Wie viel Porto lässt sich durch die Zusammenarbeit mit einem Spezialisten sparen?

Benzinger: Das lässt sich so nicht pauschal beantworten. Das hängt von der täglichen Briefmenge und ihrer Zusammensetzung ab. Ein hoher Anteil lokaler Briefempfänger im gleichen Einzugsgebiet senkt ebenfalls die Kosten. Als Anhaltspunkt kann man aber sagen, dass sich abzüglich aller Kosten bei vollbezahlten Briefen ungefähr 25 Prozent und bei der Dialogpost bis zu vier Prozent einsparen lassen.

Hat die DSGVO Ihre Arbeit verändert?

Benzinger: Ja – und zwar deutlich. Als Fulfillment-Dienstleister schließen wir heute mit jedem Kunden separate Verträge für die Auftragsdatenverarbeitung. Nach wie vor dürfen Bestandskunden mit Briefen und Postkarten ohne Einwilligung angeschrieben werden. Sensibel ist also nicht die Kommunikation als solche, sondern die Datenverarbeitung, Speicherung und auf Antrag natürlich dann auch die Löschung.

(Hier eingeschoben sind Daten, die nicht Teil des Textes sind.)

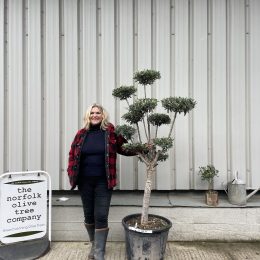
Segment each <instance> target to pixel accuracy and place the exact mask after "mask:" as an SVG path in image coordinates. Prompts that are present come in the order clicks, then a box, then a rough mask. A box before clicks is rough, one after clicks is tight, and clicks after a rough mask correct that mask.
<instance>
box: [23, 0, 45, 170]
mask: <svg viewBox="0 0 260 260" xmlns="http://www.w3.org/2000/svg"><path fill="white" fill-rule="evenodd" d="M40 2H41V1H40V0H36V1H35V0H30V1H28V8H27V15H26V18H27V19H28V21H27V28H26V31H27V32H26V35H27V38H26V39H27V41H26V53H25V54H26V56H27V59H25V60H26V62H27V66H26V80H27V84H26V88H27V91H26V94H27V97H26V98H27V102H26V103H27V105H26V107H27V111H25V113H24V114H25V115H27V120H26V121H25V122H24V123H26V125H25V129H26V135H25V140H26V143H25V147H26V150H27V151H26V153H25V158H26V160H25V169H27V170H34V169H41V167H42V149H39V147H42V134H43V131H42V126H41V124H42V121H41V120H42V74H41V72H42V62H41V47H42V45H41V44H42V42H41V5H40Z"/></svg>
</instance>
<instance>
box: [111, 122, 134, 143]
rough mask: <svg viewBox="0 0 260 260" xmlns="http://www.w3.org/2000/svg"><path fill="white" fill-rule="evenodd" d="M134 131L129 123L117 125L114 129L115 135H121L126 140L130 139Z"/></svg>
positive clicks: (132, 135) (128, 139) (133, 127)
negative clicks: (126, 123) (124, 138)
mask: <svg viewBox="0 0 260 260" xmlns="http://www.w3.org/2000/svg"><path fill="white" fill-rule="evenodd" d="M135 132H136V129H135V128H134V127H132V126H129V125H121V126H120V125H118V126H117V127H116V130H115V133H116V134H117V135H122V136H123V137H124V138H125V139H126V140H131V138H132V137H133V135H134V134H135Z"/></svg>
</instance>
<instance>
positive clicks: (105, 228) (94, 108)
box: [67, 104, 134, 260]
mask: <svg viewBox="0 0 260 260" xmlns="http://www.w3.org/2000/svg"><path fill="white" fill-rule="evenodd" d="M114 130H115V129H114V126H113V125H112V124H111V123H110V122H109V121H108V114H107V112H106V111H105V109H104V108H103V107H102V106H101V105H98V104H93V105H92V106H90V107H89V108H88V109H87V111H86V114H85V117H84V127H83V128H82V129H81V130H79V131H78V132H77V134H76V136H75V138H74V141H73V142H72V145H71V150H70V152H69V164H68V170H67V171H68V175H69V179H70V184H71V186H72V189H74V188H75V187H76V186H78V189H79V192H80V195H81V200H82V204H83V210H84V217H85V223H84V224H85V227H86V229H87V232H88V235H89V240H90V241H91V243H92V247H91V251H90V253H89V256H88V258H89V259H100V260H102V259H104V253H105V247H106V240H107V235H108V230H109V229H108V213H109V207H110V201H111V196H112V190H113V187H114V186H115V185H116V153H119V154H122V155H127V156H131V155H134V154H130V153H127V152H126V151H123V149H122V145H123V144H124V143H126V142H127V141H126V140H125V139H124V138H123V137H122V136H121V135H119V136H118V135H116V133H115V131H114Z"/></svg>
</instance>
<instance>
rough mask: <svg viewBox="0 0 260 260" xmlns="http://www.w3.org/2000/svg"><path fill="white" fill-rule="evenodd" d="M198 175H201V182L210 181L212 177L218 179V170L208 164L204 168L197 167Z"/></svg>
mask: <svg viewBox="0 0 260 260" xmlns="http://www.w3.org/2000/svg"><path fill="white" fill-rule="evenodd" d="M199 169H200V170H199V174H200V175H201V180H206V181H211V180H213V178H214V177H218V172H219V171H218V170H217V169H216V168H215V167H214V166H213V165H210V164H208V165H207V166H204V167H199Z"/></svg>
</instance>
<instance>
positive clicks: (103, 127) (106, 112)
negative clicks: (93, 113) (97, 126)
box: [83, 103, 109, 130]
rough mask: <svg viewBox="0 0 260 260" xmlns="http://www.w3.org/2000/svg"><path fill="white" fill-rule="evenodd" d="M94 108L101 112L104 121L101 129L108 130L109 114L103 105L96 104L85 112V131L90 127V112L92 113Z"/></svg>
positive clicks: (101, 121)
mask: <svg viewBox="0 0 260 260" xmlns="http://www.w3.org/2000/svg"><path fill="white" fill-rule="evenodd" d="M94 107H97V108H98V109H99V110H100V112H101V114H102V121H101V126H100V128H102V129H103V130H106V129H107V126H108V124H109V121H108V113H107V111H106V110H105V109H104V108H103V107H102V106H101V105H99V104H96V103H94V104H93V105H91V106H90V107H88V109H87V111H86V112H85V115H84V119H83V121H84V124H83V127H84V128H85V129H89V126H90V112H91V110H92V108H94Z"/></svg>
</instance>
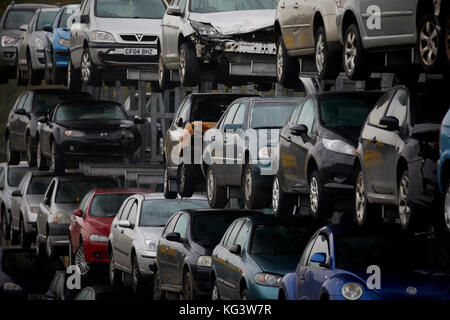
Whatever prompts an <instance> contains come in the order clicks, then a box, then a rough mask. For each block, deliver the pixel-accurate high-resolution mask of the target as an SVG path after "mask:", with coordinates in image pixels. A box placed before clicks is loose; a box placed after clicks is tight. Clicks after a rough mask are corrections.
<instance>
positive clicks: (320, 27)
mask: <svg viewBox="0 0 450 320" xmlns="http://www.w3.org/2000/svg"><path fill="white" fill-rule="evenodd" d="M314 57H315V62H316V68H317V73H318V75H319V78H321V79H336V77H337V76H338V75H339V71H340V70H339V69H340V68H339V64H338V63H336V61H337V60H338V59H337V57H336V54H335V52H334V51H332V49H331V48H330V47H329V45H328V42H327V37H326V34H325V28H324V27H320V28H319V29H318V30H317V32H316V44H315V52H314Z"/></svg>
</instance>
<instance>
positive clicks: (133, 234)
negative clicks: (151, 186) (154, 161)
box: [108, 193, 208, 296]
mask: <svg viewBox="0 0 450 320" xmlns="http://www.w3.org/2000/svg"><path fill="white" fill-rule="evenodd" d="M206 207H208V202H207V201H206V199H205V197H203V196H196V197H193V198H191V199H165V198H164V195H163V194H162V193H151V194H137V195H134V196H132V197H130V198H128V199H127V200H125V201H124V203H123V205H122V207H121V208H120V210H119V212H118V214H117V215H116V217H115V218H114V221H113V222H112V224H111V232H110V234H109V240H108V257H109V280H110V283H111V285H113V286H114V287H116V288H117V287H120V286H121V285H122V284H123V283H122V275H123V274H125V275H131V278H132V279H131V287H132V289H133V293H134V295H136V296H139V295H143V294H147V293H151V292H152V290H151V289H152V286H151V280H152V279H153V276H154V269H155V258H156V253H157V247H158V241H159V238H160V236H161V233H162V231H163V229H164V226H165V225H166V223H167V221H168V220H169V218H170V217H171V216H172V215H174V214H175V213H176V212H178V211H179V210H184V209H192V208H206ZM149 282H150V283H149Z"/></svg>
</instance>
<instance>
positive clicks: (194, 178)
mask: <svg viewBox="0 0 450 320" xmlns="http://www.w3.org/2000/svg"><path fill="white" fill-rule="evenodd" d="M196 182H197V181H196V176H195V165H193V164H184V163H182V164H180V165H179V166H178V174H177V187H178V194H179V195H180V197H182V198H190V197H192V195H193V194H194V192H195V187H196V185H197V183H196Z"/></svg>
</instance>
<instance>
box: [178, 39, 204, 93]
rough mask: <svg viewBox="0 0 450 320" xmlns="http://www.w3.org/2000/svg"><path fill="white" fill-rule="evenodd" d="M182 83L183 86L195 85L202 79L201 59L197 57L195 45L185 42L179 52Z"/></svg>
mask: <svg viewBox="0 0 450 320" xmlns="http://www.w3.org/2000/svg"><path fill="white" fill-rule="evenodd" d="M178 61H179V71H178V72H179V75H180V83H181V85H182V86H183V87H195V86H196V85H198V83H199V80H200V61H199V60H198V59H197V56H196V53H195V48H194V45H193V44H192V43H191V42H184V43H182V44H181V46H180V50H179V52H178Z"/></svg>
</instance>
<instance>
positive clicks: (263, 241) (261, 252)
mask: <svg viewBox="0 0 450 320" xmlns="http://www.w3.org/2000/svg"><path fill="white" fill-rule="evenodd" d="M310 229H311V228H306V227H302V226H287V225H286V226H285V225H257V226H256V227H254V230H253V234H252V242H251V249H250V253H251V254H253V255H264V254H298V255H300V254H301V253H302V252H303V249H304V248H305V246H306V243H307V242H308V240H309V238H310V237H311V236H312V234H313V232H314V231H315V230H314V231H313V230H310Z"/></svg>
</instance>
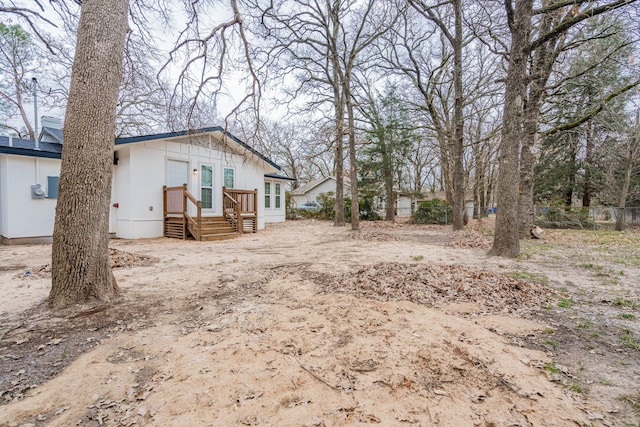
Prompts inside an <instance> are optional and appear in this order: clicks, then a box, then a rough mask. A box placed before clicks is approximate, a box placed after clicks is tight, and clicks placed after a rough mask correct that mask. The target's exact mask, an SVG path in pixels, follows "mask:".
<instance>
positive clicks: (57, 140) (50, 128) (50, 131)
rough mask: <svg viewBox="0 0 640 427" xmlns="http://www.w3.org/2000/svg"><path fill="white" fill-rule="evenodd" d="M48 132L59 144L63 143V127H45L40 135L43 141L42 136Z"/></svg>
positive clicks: (39, 139) (43, 128)
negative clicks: (51, 127) (54, 128)
mask: <svg viewBox="0 0 640 427" xmlns="http://www.w3.org/2000/svg"><path fill="white" fill-rule="evenodd" d="M45 134H47V135H49V136H50V137H51V138H53V139H55V141H56V142H57V143H58V144H62V129H54V128H50V127H47V126H45V127H43V128H42V131H40V136H39V137H38V140H39V141H42V137H43V136H44V135H45Z"/></svg>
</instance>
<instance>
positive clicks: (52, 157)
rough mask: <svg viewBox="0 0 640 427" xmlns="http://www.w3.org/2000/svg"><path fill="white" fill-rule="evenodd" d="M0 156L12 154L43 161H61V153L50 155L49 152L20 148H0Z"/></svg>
mask: <svg viewBox="0 0 640 427" xmlns="http://www.w3.org/2000/svg"><path fill="white" fill-rule="evenodd" d="M0 154H14V155H16V156H26V157H42V158H45V159H61V158H62V153H52V152H51V151H42V150H31V149H28V148H20V147H3V146H0Z"/></svg>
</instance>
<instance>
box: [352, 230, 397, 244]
mask: <svg viewBox="0 0 640 427" xmlns="http://www.w3.org/2000/svg"><path fill="white" fill-rule="evenodd" d="M347 236H348V238H349V239H351V240H365V241H369V242H390V241H394V240H398V239H397V238H396V237H394V236H392V235H391V234H389V233H385V232H382V231H378V230H360V231H351V232H350V233H349V234H348V235H347Z"/></svg>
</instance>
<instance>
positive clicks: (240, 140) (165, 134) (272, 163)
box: [115, 126, 282, 170]
mask: <svg viewBox="0 0 640 427" xmlns="http://www.w3.org/2000/svg"><path fill="white" fill-rule="evenodd" d="M211 132H222V134H223V135H225V136H227V137H228V138H231V139H232V140H233V141H234V142H236V143H237V144H239V145H241V146H242V147H244V148H245V149H247V150H249V151H250V152H251V153H253V154H255V155H256V156H258V157H260V158H261V159H262V160H264V161H265V162H266V163H268V164H270V165H271V166H273V167H274V168H276V169H278V170H282V168H281V167H280V166H278V165H277V164H276V163H275V162H274V161H273V160H271V159H269V158H268V157H266V156H265V155H264V154H261V153H260V152H258V151H257V150H256V149H255V148H253V147H251V146H250V145H249V144H247V143H246V142H244V141H242V140H240V139H239V138H238V137H236V136H235V135H233V134H231V133H230V132H227V131H225V130H224V129H223V128H222V127H221V126H214V127H206V128H202V129H192V130H183V131H179V132H168V133H158V134H155V135H142V136H132V137H127V138H116V141H115V144H116V145H123V144H134V143H136V142H145V141H155V140H159V139H166V138H175V137H179V136H190V135H194V136H195V135H203V134H207V133H211Z"/></svg>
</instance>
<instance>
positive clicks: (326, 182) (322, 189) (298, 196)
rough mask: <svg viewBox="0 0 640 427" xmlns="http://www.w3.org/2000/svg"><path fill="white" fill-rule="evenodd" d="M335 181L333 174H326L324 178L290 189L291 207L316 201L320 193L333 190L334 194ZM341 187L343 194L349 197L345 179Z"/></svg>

Welche Leistungen bieten Sie neben dem gesetzeskonformen Daten-Handling?

Benzinger: Unser Portfolio reicht von der Beratung in Bezug auf die postkonforme Gestaltung, über die Produktion personalisierter Mailings, die Konfektionierung bis hin zur Postauslieferung, Lagerung und der Retourenbearbeitung. Immer wichtiger wird auch die Dokumentation als Basis für ein individuelles Dialog-Marketing.

Wie wichtig ist in Zeiten von Mails und Foren überhaupt noch der gedruckte Brief?

Benzinger: Wir sehen gerade sogar eine Zunahme der guten alten Aussendung. Mit einem Brief erreichen Sie Kunden persönlich und nachhaltig, ganz gleich ob es um Reaktivierung, Cross- oder Upselling geht. Ein Print-Mailing bleibt länger im Gedächtnis, weckt Emotionen und aktiviert. Es ist und bleibt damit ein unverzichtbares Instrument für den Marketing-Mix.

Marcus Benzinger ist Betriebsleiter bei der Last Point Solutions GmbH. Das Gerlinger Unternehmen ist ein Lettershop- und Fulfillment- Dienstleister, das Mailings produziert, konfektioniert, konsolidiert und versendet.